«Se non fossi una femmina ti piacerei lo stesso?», «Credo di sì». È un esplicativo dialogo di un bizzarro horror svedese, Lasciami entrare di Tomas Alfredson, apprezzato al Torino Film Festival e in quieta ascesa al box office (è nono con quasi 250mila euro d’incasso, non male per un prodotto di nicchia).
Siamo nel 1982. A Blackeberg, sobborgo periferico di Stoccolma, vive il solitario dodicenne Oskar, delicato biondino vessato dai compagni di scuola e dalla problematica situazione famigliare, con genitori separati che praticamente non si parlano più. Quando conosce la nuova vicina di casa, Eli, una strana coetanea – ma lei dice «di avere dodici anni da molto tempo» – di poche parole e dal viso pallidamente smunto, si rende conto di aver trovato finalmente un’amica ma ben presto scopre trattarsi di una curiosa vampirella gender – un’inquadratura ci svela un sesso che potrebbe essere sia un apparato genitale maschile mutilato che una vagina orizzontale – bisognosa di sangue fresco procacciato dal padre "renfield" (ossia creatura schiavizzata dal vampiro) che impicca le sue vittime a testa in giù per sgozzarle e recuperare il prezioso liquido vitale con cui nutrire la figliola.
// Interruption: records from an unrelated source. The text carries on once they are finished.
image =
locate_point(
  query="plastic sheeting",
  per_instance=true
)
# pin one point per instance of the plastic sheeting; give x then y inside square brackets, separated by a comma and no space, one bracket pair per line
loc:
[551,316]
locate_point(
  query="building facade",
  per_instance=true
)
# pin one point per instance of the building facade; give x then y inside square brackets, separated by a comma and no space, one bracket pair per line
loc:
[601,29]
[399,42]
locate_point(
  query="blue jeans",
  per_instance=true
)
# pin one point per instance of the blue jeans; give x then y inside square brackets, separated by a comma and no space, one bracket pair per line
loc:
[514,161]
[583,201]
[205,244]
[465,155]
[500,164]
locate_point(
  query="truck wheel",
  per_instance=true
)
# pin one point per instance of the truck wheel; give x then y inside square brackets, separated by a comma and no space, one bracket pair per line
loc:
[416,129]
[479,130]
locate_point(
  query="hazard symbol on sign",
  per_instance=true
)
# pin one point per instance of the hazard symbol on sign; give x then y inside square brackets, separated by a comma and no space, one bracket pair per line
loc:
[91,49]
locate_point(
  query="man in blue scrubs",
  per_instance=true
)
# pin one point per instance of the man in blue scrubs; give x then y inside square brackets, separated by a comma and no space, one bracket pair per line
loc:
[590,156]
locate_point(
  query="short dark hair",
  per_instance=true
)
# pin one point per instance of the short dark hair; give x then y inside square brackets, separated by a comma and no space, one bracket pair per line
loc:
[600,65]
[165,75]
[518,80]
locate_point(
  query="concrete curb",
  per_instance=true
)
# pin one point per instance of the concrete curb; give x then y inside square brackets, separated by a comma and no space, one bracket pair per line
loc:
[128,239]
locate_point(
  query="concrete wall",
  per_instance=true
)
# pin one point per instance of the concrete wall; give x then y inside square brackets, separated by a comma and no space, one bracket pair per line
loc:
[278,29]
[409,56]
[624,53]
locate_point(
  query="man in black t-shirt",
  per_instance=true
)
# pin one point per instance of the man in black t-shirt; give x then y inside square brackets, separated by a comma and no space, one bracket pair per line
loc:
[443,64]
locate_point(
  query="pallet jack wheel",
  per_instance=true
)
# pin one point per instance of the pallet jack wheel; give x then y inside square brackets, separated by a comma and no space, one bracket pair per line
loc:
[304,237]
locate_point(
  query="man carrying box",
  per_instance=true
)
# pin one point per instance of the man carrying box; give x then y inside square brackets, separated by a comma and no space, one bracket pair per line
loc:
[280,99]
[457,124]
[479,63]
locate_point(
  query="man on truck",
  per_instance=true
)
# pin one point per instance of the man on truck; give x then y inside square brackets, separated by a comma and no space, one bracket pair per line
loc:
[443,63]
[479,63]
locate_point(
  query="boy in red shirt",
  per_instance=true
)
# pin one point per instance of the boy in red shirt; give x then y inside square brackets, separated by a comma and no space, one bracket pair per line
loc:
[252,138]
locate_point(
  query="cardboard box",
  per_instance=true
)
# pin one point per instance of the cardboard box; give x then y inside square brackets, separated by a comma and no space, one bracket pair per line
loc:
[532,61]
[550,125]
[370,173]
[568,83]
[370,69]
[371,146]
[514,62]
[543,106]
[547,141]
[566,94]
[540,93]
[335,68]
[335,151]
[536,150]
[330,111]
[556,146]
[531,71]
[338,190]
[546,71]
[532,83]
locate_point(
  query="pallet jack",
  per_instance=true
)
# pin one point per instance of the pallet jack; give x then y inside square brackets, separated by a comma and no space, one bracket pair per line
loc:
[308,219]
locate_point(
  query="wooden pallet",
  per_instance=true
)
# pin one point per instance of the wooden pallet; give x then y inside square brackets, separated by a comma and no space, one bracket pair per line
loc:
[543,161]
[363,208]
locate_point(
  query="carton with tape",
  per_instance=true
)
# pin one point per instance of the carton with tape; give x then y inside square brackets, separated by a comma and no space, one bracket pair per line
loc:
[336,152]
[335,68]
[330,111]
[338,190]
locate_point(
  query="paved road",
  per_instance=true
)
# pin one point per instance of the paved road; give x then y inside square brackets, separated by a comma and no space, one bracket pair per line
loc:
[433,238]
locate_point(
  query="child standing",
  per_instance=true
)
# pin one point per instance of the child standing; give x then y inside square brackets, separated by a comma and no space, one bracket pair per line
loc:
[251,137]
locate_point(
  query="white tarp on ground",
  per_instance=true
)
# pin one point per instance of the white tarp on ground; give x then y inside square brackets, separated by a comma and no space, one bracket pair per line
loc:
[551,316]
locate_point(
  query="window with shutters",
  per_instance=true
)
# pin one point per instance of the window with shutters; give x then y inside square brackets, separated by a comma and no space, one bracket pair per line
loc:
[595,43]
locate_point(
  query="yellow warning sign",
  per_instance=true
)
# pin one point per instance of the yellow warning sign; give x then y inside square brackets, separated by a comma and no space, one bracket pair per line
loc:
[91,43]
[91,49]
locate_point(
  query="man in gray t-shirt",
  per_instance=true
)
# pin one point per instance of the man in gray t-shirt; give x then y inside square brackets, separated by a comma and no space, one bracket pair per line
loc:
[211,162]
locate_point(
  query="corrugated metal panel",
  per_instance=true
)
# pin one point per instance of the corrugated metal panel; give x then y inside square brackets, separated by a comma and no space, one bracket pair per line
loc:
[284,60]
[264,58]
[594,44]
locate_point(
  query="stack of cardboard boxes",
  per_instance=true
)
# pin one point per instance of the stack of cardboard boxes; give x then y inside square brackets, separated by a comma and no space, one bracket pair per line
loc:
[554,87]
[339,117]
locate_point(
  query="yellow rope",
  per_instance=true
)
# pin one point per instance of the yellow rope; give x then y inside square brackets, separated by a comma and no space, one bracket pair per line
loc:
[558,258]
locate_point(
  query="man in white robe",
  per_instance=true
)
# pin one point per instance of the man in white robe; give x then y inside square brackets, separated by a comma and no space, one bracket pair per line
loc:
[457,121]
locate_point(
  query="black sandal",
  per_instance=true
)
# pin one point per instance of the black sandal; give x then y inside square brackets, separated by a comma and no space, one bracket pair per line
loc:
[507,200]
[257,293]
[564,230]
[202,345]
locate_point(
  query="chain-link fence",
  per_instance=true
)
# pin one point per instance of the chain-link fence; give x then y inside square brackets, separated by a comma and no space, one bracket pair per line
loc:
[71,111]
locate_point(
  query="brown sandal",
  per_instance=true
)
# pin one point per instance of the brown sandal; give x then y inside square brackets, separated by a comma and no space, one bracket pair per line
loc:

Davvero curioso questo insolito horror dal ritmo pacato e con un’insolita ambientazione nordica per nulla fiabesca (cupi edifici di cemento tutti uguali immersi in ovattate coltri nevose): le scene di violenza sono quasi tutte fuori campo – e per questo più terrificanti perché danno libero sfogo all’immaginazione – mentre quelle "visibili" colpiscono per efficacia e immediatezza (l’autocombustione della signora vampirizzata fa saltare sulla sedia).
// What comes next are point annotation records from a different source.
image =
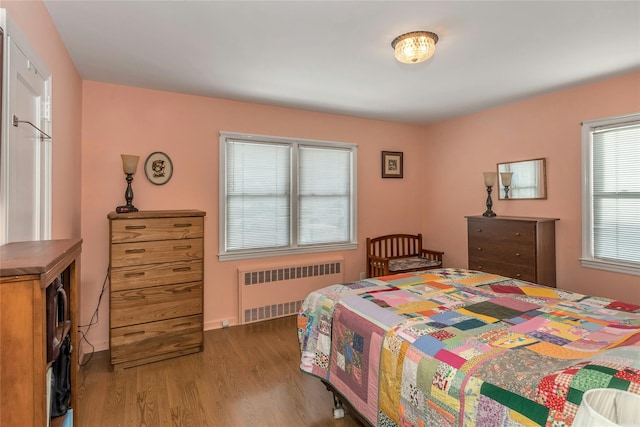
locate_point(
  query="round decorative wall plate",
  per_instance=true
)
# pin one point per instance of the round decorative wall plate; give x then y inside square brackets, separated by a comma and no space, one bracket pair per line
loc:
[158,168]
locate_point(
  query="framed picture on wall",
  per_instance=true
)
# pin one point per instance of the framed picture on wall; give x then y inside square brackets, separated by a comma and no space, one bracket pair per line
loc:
[392,164]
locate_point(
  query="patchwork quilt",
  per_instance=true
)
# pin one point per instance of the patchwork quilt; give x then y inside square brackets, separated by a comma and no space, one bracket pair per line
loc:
[453,347]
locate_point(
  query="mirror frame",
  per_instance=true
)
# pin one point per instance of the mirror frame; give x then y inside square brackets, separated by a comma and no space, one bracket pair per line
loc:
[543,182]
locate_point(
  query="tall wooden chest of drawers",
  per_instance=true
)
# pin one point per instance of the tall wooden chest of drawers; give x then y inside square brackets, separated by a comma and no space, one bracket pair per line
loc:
[518,247]
[156,285]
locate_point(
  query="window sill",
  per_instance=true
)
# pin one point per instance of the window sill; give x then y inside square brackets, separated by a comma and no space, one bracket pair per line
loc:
[288,251]
[616,267]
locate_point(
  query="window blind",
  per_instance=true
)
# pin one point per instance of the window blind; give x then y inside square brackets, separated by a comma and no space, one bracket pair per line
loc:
[616,193]
[324,195]
[258,195]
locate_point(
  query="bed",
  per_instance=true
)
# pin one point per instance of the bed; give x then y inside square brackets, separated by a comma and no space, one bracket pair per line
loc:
[455,347]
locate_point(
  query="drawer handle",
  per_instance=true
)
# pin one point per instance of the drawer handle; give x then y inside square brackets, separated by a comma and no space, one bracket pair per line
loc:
[141,273]
[134,251]
[182,324]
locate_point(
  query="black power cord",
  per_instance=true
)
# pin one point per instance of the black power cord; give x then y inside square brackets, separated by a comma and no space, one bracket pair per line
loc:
[93,321]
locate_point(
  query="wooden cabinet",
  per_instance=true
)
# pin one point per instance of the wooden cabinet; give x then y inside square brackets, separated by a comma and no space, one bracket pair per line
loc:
[27,270]
[156,293]
[523,248]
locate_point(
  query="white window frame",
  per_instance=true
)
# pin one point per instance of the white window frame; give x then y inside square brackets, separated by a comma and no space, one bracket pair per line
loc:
[15,39]
[225,255]
[588,260]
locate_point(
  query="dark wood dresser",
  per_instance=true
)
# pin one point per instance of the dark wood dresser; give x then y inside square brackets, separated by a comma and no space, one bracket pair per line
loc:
[518,247]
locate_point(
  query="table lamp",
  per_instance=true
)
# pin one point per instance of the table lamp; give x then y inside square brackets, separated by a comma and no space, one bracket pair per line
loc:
[129,166]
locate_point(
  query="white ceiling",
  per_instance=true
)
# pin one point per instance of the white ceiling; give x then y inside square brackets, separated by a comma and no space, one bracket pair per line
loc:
[335,56]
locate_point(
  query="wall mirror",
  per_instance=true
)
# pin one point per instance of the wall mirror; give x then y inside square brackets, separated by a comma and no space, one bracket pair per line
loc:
[526,179]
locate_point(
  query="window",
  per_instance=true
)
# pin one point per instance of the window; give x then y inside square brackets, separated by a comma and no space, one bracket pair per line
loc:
[611,194]
[283,196]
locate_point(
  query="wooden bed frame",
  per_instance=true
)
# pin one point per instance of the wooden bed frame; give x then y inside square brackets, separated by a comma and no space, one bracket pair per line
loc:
[383,249]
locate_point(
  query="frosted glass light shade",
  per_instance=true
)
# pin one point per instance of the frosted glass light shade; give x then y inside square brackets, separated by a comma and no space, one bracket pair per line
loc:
[490,178]
[129,163]
[414,47]
[606,407]
[506,178]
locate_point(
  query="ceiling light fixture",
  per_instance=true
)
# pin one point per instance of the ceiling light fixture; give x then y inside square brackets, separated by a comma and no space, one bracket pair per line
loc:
[414,47]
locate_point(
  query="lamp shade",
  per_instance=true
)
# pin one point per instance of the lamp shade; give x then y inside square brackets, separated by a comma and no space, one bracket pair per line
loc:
[607,407]
[129,163]
[490,178]
[414,47]
[506,178]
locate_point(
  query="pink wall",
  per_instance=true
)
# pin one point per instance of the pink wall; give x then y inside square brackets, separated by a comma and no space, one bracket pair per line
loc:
[443,167]
[456,152]
[127,120]
[33,19]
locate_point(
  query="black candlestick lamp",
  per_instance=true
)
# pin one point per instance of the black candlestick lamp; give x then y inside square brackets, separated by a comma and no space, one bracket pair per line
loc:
[489,182]
[506,181]
[129,166]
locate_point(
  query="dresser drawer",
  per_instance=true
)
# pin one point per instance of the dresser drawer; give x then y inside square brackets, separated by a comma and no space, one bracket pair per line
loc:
[145,276]
[520,253]
[497,231]
[124,254]
[522,272]
[149,340]
[148,229]
[151,304]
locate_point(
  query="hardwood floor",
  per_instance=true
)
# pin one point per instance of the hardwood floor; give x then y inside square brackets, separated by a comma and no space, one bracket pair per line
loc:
[246,376]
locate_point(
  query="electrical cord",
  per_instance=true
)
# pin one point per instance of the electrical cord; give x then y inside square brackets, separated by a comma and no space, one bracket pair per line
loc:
[93,321]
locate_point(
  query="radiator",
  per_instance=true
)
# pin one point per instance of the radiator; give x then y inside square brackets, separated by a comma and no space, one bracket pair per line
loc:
[268,292]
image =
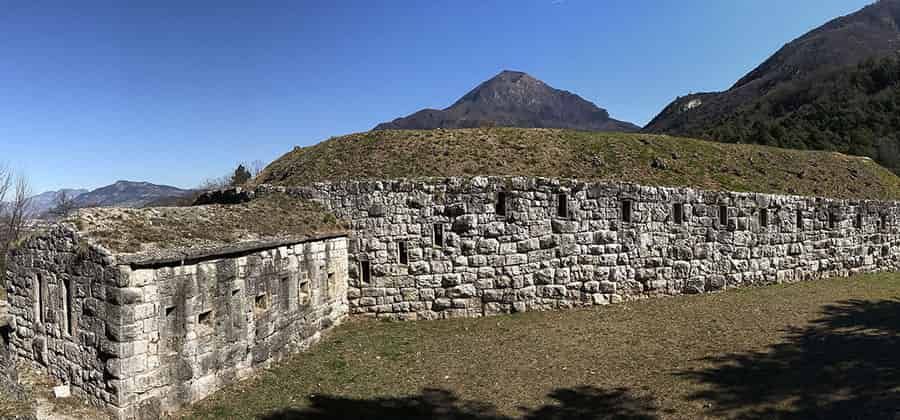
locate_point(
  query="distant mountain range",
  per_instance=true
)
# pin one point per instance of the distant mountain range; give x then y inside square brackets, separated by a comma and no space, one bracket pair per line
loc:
[118,194]
[834,88]
[514,99]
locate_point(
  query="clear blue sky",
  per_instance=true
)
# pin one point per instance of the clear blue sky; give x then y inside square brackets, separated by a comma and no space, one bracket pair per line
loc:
[176,91]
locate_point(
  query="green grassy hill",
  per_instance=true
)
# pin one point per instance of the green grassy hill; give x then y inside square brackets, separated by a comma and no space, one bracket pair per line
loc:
[639,158]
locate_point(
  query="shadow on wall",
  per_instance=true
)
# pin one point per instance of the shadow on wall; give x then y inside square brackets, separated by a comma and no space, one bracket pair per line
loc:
[571,403]
[845,365]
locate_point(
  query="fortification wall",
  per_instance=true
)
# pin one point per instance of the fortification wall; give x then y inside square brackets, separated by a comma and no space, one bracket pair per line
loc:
[464,247]
[60,295]
[216,321]
[145,337]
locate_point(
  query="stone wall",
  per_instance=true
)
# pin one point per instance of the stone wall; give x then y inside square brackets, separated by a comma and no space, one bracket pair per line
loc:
[564,243]
[148,336]
[59,293]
Un vero apologo della diversità, tanto più incisivo per la giovanissima età dei protagonisti, in apparenza candidi e innocenti (sono davvero azzeccati sia l’angelico Kåre Hedebrant che la malinconica Lina Leandersson). È sicuramente un segno dei tempi, questa sorta di evoluzione in chiave gender di un cinegenere che sta riscoprendo un suo fiorire, una sorta di Twilight più autoriale e sofferto – ma già con l’androgino Robert Pattinson si stava andando in questa direzione – e dalle parti di quell’ambiguità sessuale che nel televisivo True Blood, in arrivo a marzo sul canale satellitare Fox, ha trovato compiutamente una propria via espressiva. Dopotutto, quale eroe fantastico può rendere al meglio il sentimento di solitudine, di alienazione e di smarrimento così comune tra gli adolescenti omosessuali?
Tratto dall’omonimo romanzo di John Ajvide Lindqvist, anche autore della sceneggiatura, ci spiega anche alcune "regole comportamentali" delle stirpi vampiresche: i succhiaplasma devono essere invitati a entrare in casa, sennò il loro corpo si ulcera automaticamente di ferite sanguinolente; alcuni di essi – come Eli, nello specifico – sono in grado di volare silenziosamente; sopportano senza difficoltà anche le temperature più rigide.
Chi si aspetta affastellamenti splatter senz’anima, tanto in voga nel cinema seriale hollywoodiano di serie C, oppure chi detesta l’horror psicologico, se ne stia alla larga. Per tutti gli altri Lasciami entrare è un piccolo gioiellino da vedere.